With the beginning of a new year, many people begin new resolutions or re-evaluate their life styles and habits. When there is spring cleaning, many dust away the cobwebs, disinfect and kill all the nasty germs, and sweep away all the pesky dirt particles from those dark and out of reach areas.
As a writer, there are those times when you have to ‘spring clean’ or re-evaluate your WIP, writing career, writing habits, and writing skills and so on. Recently, I have been going through one of those annoying but much needed cleaning stages with my own writing. It may not be a glamorous and fun celebration for a writer but it definitely can be an eye-opening experience for one.

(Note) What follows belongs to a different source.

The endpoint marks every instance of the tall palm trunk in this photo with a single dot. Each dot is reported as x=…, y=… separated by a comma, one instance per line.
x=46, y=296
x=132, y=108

As I go through an older manuscript which I laid aside for a while, I become painfully aware of my short comings and flaws as I read it. The scenes which I originally thought were well crafted fall short of piquing my interests this time around. Then there is the dialogue between the hero and heroine which makes my eyes roll with disgust and disappointment. I think to myself, “What the hell?”
Yet, as much as I may cringe at previous writing projects, there are those I absolutely love and wouldn’t change a bit. It’s a reminder to me that there’s going to be ‘the good, the bad, and the ugly’ but regardless I take my weaknesses and improve upon them. I learn from my successes as well.
It’s imperative that writers continue to improve their writing skills and enhance their careers. By reading and studying books on the craft, attending workshops and conferences, obtaining a critique partner(s), and observing and ‘bending the ears’ of their peers, both unpublished or published authors can benefit from all of these methods for re-evaluating their WIPs and such.
|Ernest Hemingway hard at work.|
Yet, it’s equally important for a writer not to beat his/herself up when there is an area of improvement needed. One must remember to surround his/herself with other like minded and positive people and continue to pick up the pieces of his/her not so ‘perfect’ writing path and press forward.
Like I mentioned before, spring cleaning or re-evaluation may not be the most exciting part of a writing career but it’s definitely the most needed in order to gain more in the long run.
What cleaning methods have been most beneficial for you?